Au-delà des manifestations mêmes, par quels moyens l’opposition au gouvernement Netanyahou et à la crise dans laquelle il a plongé le pays s’organise-t-elle en Israël ? Car de l’opposition il y en a, et elle est massive. La documenter importe plus que jamais à un moment où l’opinion internationale, paresseuse, promulgue l’image d’une société israélienne solidaire avec un gouvernement Netanyahou qui non seulement semble vouloir sacrifier les otages, mais en plus continue son attaque sur Rafah, avec les victimes inacceptables qu’elle fait, sans but de guerre ni perspective d’avenir. Aussi continuons-nous cette semaine la série d’articles de Julia Christ et Élie Petit – partis pour K. à la rencontre des complexités d’une société israélienne aux prises avec la guerre et ses dilemmes – par une interview d’Eliad Shraga, avocat spécialisé dans la lutte anti-corruption et fondateur du Mouvement pour la Qualité de la Gouvernance. Le « plus grand fauteur de troubles judiciaires du pays » s’est rendu célèbre pour avoir traîné à répétition devant les tribunaux le gouvernement actuel, qu’il n’hésite pas à qualifier de « groupe de criminels ». Son constat est net : le degré de corruption entretenu par ce qu’il nomme « une mafia gouvernementale » menace les principes libéraux et démocratiques vitaux à Israël, et le condamne à s’égarer dans une guerre sans fin ni objectif qui, selon cet ancien des commandos, aurait dû prendre fin au bout de six semaines. Pour que l’avenir émerge, un processus d’assainissement de la sphère politique est donc nécessaire : il est impensable que l’Israël de demain soit dirigé de la même manière que celui d’aujourd’hui.
S’il est nécessaire, vital, que la critique sociale et politique s’exprime dans nos sociétés démocratiques, il existe aussi une tendance de cette critique à se dévoyer, et ce dans un sens qui surprend par sa régularité. Ce qui caractérise en effet ce dévoiement de la critique, c’est qu’elle remplace l’appui normatif lui faisant défaut par une intentionnalité malfaisante. S’il est nécessaire de critiquer, mais qu’on ne sait plus au nom de quoi, alors rien n’est plus pratique que de cibler des entités monstrueuses. Le texte de Balazs Berkovits que nous publions cette semaine apporte la contradiction à ceux qui voudraient excuser cette tendance conspirationniste, au prétexte qu’elle serait la manifestation inévitable, sinon légitime, d’une critique salutaire. Car raisonner de la sorte, c’est oublier, ou ne pas vouloir voir, qu’au sein de la liste des coupables providentiels, les juifs finissent toujours champions. Mais qu’est-ce qui explique cette amère victoire ? Serait-ce une sorte d’incapacité à concevoir l’agentivité juive, sinon comme synonyme du crime ?

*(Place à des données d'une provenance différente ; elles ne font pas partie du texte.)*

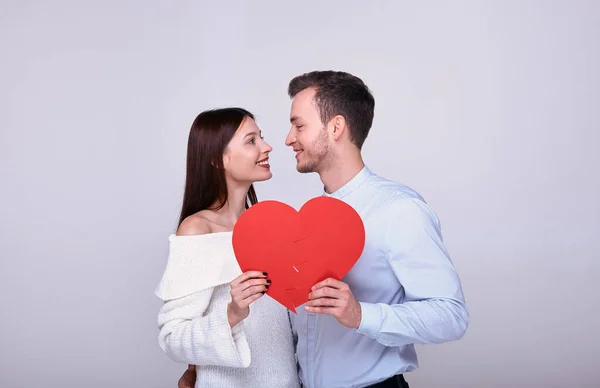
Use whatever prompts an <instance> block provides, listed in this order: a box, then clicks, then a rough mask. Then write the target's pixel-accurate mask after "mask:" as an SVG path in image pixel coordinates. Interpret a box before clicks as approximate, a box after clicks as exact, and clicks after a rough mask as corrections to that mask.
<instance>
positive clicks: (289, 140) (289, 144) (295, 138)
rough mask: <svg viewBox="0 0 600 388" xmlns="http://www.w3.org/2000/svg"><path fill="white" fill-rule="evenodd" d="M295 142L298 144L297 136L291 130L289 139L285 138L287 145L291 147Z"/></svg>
mask: <svg viewBox="0 0 600 388" xmlns="http://www.w3.org/2000/svg"><path fill="white" fill-rule="evenodd" d="M295 142H296V134H295V133H293V130H290V132H289V133H288V135H287V137H286V138H285V145H286V146H288V147H289V146H291V145H292V144H294V143H295Z"/></svg>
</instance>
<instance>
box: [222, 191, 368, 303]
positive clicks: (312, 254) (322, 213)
mask: <svg viewBox="0 0 600 388" xmlns="http://www.w3.org/2000/svg"><path fill="white" fill-rule="evenodd" d="M364 244H365V230H364V225H363V222H362V220H361V218H360V216H359V215H358V213H356V211H355V210H354V209H353V208H352V207H351V206H350V205H348V204H346V203H345V202H343V201H340V200H338V199H334V198H331V197H325V196H323V197H317V198H313V199H311V200H309V201H308V202H306V203H305V204H304V205H303V206H302V208H301V209H300V211H296V209H294V208H293V207H291V206H289V205H286V204H284V203H282V202H278V201H262V202H259V203H257V204H256V205H254V206H252V207H250V208H249V209H248V210H246V211H245V212H244V213H243V214H242V216H241V217H240V218H239V220H238V221H237V223H236V225H235V227H234V229H233V249H234V253H235V256H236V259H237V261H238V264H239V265H240V268H241V270H242V272H246V271H251V270H255V271H264V272H267V273H268V278H269V279H271V285H270V287H269V289H268V291H267V294H268V295H270V296H271V297H272V298H273V299H275V300H277V301H278V302H279V303H281V304H282V305H284V306H285V307H287V308H288V309H289V310H291V311H292V312H294V313H295V312H296V307H298V306H300V305H302V304H304V303H305V302H306V301H307V300H308V293H309V292H310V288H311V287H312V286H313V285H315V284H316V283H318V282H320V281H322V280H324V279H326V278H328V277H332V278H335V279H338V280H341V279H342V278H343V277H344V276H345V275H346V273H348V271H350V269H351V268H352V267H353V266H354V264H355V263H356V261H357V260H358V259H359V257H360V255H361V254H362V251H363V249H364Z"/></svg>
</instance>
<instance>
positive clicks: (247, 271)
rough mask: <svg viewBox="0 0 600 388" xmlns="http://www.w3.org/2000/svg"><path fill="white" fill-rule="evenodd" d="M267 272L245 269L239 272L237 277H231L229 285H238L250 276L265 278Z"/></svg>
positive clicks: (256, 277)
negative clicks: (241, 271) (230, 284)
mask: <svg viewBox="0 0 600 388" xmlns="http://www.w3.org/2000/svg"><path fill="white" fill-rule="evenodd" d="M267 275H268V274H267V273H266V272H262V271H246V272H244V273H243V274H241V275H240V276H238V277H237V278H235V279H233V280H232V281H231V286H232V287H233V286H235V285H238V284H240V283H242V282H244V281H246V280H248V279H250V278H266V277H267Z"/></svg>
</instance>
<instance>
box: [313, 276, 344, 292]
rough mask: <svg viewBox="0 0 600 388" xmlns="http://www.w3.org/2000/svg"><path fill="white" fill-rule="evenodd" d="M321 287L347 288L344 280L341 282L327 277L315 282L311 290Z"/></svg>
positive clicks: (339, 289)
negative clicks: (315, 282)
mask: <svg viewBox="0 0 600 388" xmlns="http://www.w3.org/2000/svg"><path fill="white" fill-rule="evenodd" d="M323 287H331V288H337V289H338V290H343V289H346V288H349V287H348V285H347V284H346V283H344V282H341V281H339V280H336V279H334V278H327V279H325V280H323V281H322V282H319V283H317V284H315V285H314V286H312V288H311V290H313V291H314V290H318V289H319V288H323Z"/></svg>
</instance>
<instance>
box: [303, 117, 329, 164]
mask: <svg viewBox="0 0 600 388" xmlns="http://www.w3.org/2000/svg"><path fill="white" fill-rule="evenodd" d="M310 149H311V150H314V151H313V152H309V153H308V154H305V156H308V159H309V160H308V161H307V162H305V163H304V164H299V165H298V166H297V167H296V169H297V170H298V172H299V173H302V174H305V173H309V172H318V170H319V168H320V167H322V165H323V164H324V162H325V160H327V156H328V153H329V143H328V142H327V133H326V132H325V128H323V129H321V132H320V133H319V136H318V137H317V138H316V139H315V141H314V142H313V143H312V144H311V147H310ZM305 152H306V151H303V153H305Z"/></svg>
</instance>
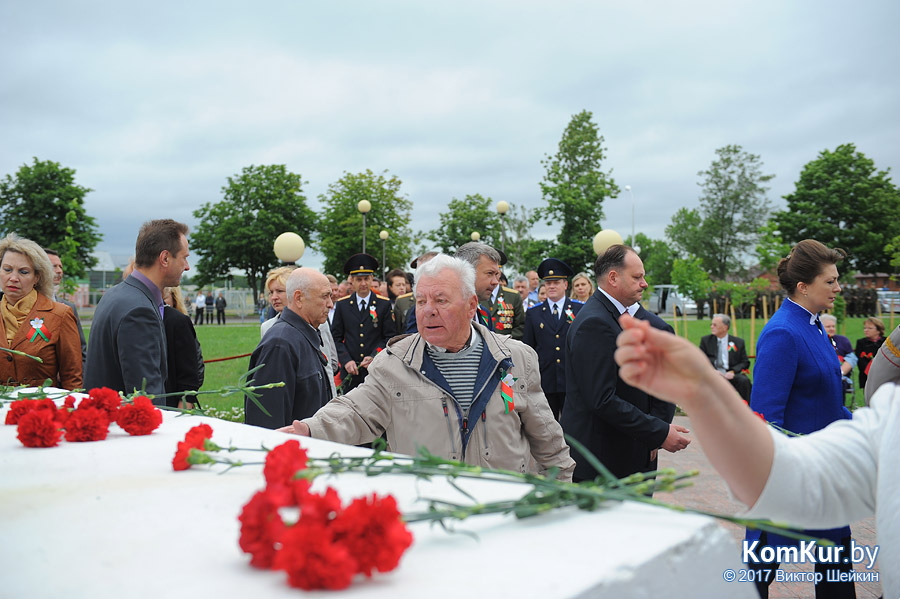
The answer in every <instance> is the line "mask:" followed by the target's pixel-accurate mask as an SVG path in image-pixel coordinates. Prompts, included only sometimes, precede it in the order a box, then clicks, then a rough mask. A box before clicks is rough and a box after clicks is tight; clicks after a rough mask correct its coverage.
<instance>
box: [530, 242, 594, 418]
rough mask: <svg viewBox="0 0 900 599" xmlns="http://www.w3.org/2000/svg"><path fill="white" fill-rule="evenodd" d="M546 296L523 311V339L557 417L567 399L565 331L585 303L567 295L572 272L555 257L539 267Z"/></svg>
mask: <svg viewBox="0 0 900 599" xmlns="http://www.w3.org/2000/svg"><path fill="white" fill-rule="evenodd" d="M537 272H538V276H540V278H541V279H542V280H543V281H544V288H545V289H546V290H547V299H546V300H544V301H543V302H541V303H540V304H537V305H536V306H534V307H533V308H531V309H530V310H528V311H527V312H526V313H525V335H524V337H523V338H522V341H524V342H525V343H527V344H528V345H530V346H531V347H533V348H534V351H536V352H537V354H538V361H539V363H540V367H541V388H542V389H543V390H544V395H546V396H547V401H548V402H549V403H550V409H551V410H553V415H554V416H556V419H557V420H559V415H560V413H561V412H562V407H563V403H564V401H565V399H566V333H568V332H569V325H570V324H571V323H572V321H573V320H575V315H576V314H578V311H579V310H581V307H582V306H583V305H584V304H583V303H581V302H579V301H578V300H573V299H570V298H568V297H566V295H567V294H566V290H567V289H568V288H569V277H571V276H574V275H575V272H574V271H573V270H572V269H571V268H570V267H569V265H568V264H566V263H565V262H563V261H562V260H557V259H556V258H547V259H546V260H544V261H543V262H541V264H540V266H538V270H537Z"/></svg>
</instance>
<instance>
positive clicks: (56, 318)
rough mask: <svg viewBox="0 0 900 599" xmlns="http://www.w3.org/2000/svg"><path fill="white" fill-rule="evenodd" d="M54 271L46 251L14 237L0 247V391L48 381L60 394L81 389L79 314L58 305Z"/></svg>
mask: <svg viewBox="0 0 900 599" xmlns="http://www.w3.org/2000/svg"><path fill="white" fill-rule="evenodd" d="M52 285H53V266H52V265H51V264H50V259H49V258H47V254H46V253H45V252H44V250H43V249H42V248H41V246H39V245H38V244H36V243H35V242H33V241H31V240H29V239H23V238H21V237H19V236H18V235H16V234H15V233H10V234H9V235H7V236H6V238H5V239H3V240H2V241H0V290H2V293H3V298H2V299H0V315H2V317H0V341H2V343H3V346H2V347H4V348H6V349H12V350H16V351H20V352H23V353H26V354H28V355H31V356H36V357H38V358H40V359H41V360H42V362H38V361H37V360H34V359H32V358H30V357H28V356H22V355H18V354H13V353H10V352H0V385H10V386H18V385H28V386H35V387H36V386H40V385H43V384H44V381H46V380H47V379H50V381H51V385H52V386H54V387H60V388H62V389H68V390H72V389H79V388H81V385H82V375H81V337H80V336H79V335H78V325H77V324H76V322H75V314H74V313H73V312H72V309H71V308H69V307H68V306H66V305H65V304H60V303H57V302H54V301H53V300H51V299H50V298H51V297H53V287H52Z"/></svg>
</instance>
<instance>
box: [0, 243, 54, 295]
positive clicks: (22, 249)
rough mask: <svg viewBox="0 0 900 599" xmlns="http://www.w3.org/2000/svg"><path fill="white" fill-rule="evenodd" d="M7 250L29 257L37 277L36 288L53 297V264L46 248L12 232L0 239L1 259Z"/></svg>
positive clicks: (33, 268) (2, 257)
mask: <svg viewBox="0 0 900 599" xmlns="http://www.w3.org/2000/svg"><path fill="white" fill-rule="evenodd" d="M6 252H15V253H16V254H22V255H23V256H25V257H26V258H28V261H29V262H31V268H32V269H33V270H34V274H35V278H36V279H37V280H36V281H35V282H34V288H35V289H37V292H38V293H40V294H41V295H43V296H45V297H48V298H50V299H53V265H52V264H51V263H50V258H48V257H47V253H46V252H45V251H44V248H42V247H41V246H39V245H38V244H37V243H35V242H33V241H31V240H30V239H25V238H24V237H19V236H18V235H16V234H15V233H10V234H9V235H7V236H6V237H5V238H3V240H0V260H2V259H3V256H4V255H5V254H6Z"/></svg>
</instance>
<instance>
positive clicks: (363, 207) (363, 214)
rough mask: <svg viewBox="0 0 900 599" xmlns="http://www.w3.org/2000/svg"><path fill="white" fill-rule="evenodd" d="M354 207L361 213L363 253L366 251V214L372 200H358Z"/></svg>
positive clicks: (371, 206) (369, 209) (364, 253)
mask: <svg viewBox="0 0 900 599" xmlns="http://www.w3.org/2000/svg"><path fill="white" fill-rule="evenodd" d="M356 209H357V210H359V211H360V213H361V214H362V215H363V254H365V253H366V214H367V213H368V212H369V210H371V209H372V202H370V201H369V200H360V201H359V203H358V204H357V205H356Z"/></svg>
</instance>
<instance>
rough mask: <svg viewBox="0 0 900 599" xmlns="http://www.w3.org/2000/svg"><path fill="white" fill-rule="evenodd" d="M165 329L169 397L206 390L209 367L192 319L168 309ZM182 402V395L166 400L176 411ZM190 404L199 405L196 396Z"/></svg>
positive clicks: (166, 379) (166, 312) (184, 315)
mask: <svg viewBox="0 0 900 599" xmlns="http://www.w3.org/2000/svg"><path fill="white" fill-rule="evenodd" d="M163 326H164V327H165V329H166V366H167V368H168V370H169V375H168V376H167V377H166V393H175V392H177V391H196V390H197V389H199V388H200V387H201V386H203V378H204V375H205V374H206V367H205V366H204V365H203V353H202V352H201V351H200V343H199V342H198V341H197V333H196V332H195V331H194V323H193V322H192V321H191V317H190V316H188V315H187V314H182V313H181V312H179V311H178V310H176V309H175V308H172V307H171V306H166V307H165V308H163ZM182 399H183V396H179V395H173V396H171V397H167V398H166V405H167V406H169V407H172V408H177V407H178V402H179V401H181V400H182ZM188 401H189V402H192V403H196V404H199V403H200V402H198V401H197V397H196V396H191V397H189V398H188Z"/></svg>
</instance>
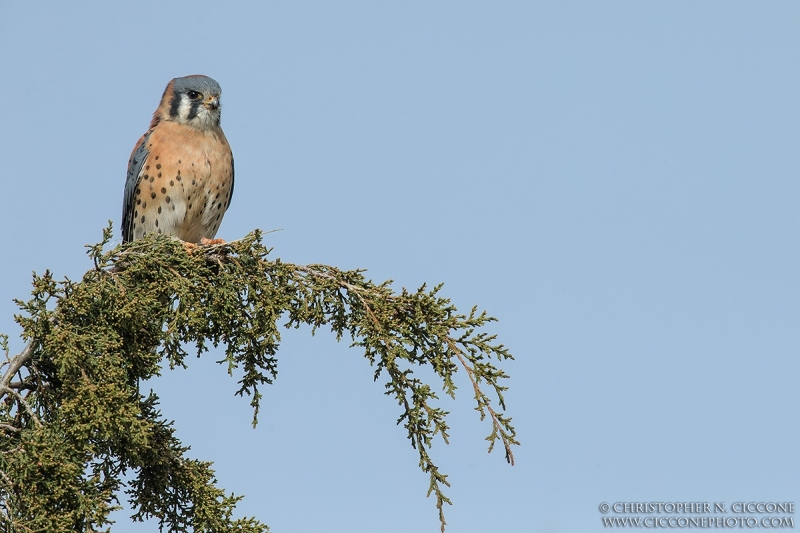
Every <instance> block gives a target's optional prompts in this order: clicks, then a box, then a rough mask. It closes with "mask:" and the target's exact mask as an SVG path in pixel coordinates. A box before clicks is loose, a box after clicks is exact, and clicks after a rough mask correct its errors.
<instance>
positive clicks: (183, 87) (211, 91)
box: [156, 75, 222, 130]
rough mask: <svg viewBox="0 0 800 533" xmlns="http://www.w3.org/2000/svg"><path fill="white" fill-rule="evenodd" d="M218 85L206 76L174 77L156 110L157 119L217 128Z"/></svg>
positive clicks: (161, 99) (217, 126)
mask: <svg viewBox="0 0 800 533" xmlns="http://www.w3.org/2000/svg"><path fill="white" fill-rule="evenodd" d="M221 94H222V88H220V86H219V83H217V82H216V81H214V80H212V79H211V78H209V77H208V76H202V75H194V76H185V77H183V78H175V79H174V80H172V81H171V82H169V84H168V85H167V88H166V89H165V90H164V96H162V97H161V105H159V107H158V110H156V115H157V117H158V118H159V119H160V120H171V121H174V122H180V123H181V124H186V125H188V126H193V127H195V128H197V129H201V130H207V129H212V128H218V127H219V120H220V114H221V113H220V112H221V109H220V103H219V97H220V95H221Z"/></svg>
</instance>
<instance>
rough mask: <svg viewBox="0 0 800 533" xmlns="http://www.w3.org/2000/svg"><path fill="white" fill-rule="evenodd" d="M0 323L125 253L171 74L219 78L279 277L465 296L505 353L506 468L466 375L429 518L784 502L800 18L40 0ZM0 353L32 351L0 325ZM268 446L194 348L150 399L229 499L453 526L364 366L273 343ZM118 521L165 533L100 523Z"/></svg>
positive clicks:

Enfin, nous republions cette semaine les éclaircissements apportés par Yann Jurovics à la situation inédite causée par la demande du procureur de la Cour Pénale Internationale d’émission de mandats d’arrêt internationaux à l’encontre de 3 dirigeants du Hamas, ainsi que contre Benjamin Netanyahu et Yoav Gallant, éclaircissements auxquels un post-scriptum a été ajouté. En effet, la Cour internationale de Justice a prononcé le 24 mai, suite à une demande urgente de l’Afrique du Sud, de nouvelles mesures conservatoires concernant les opérations militaires à Rafah. Alors que la presse internationale s’est empressée de titrer que la CIJ ordonnait l’arrêt immédiat de ces dernières, nous avons demandé à Yann Jurovics s’il s’agissait là d’une interprétation conforme au détail de cette nouvelle décision.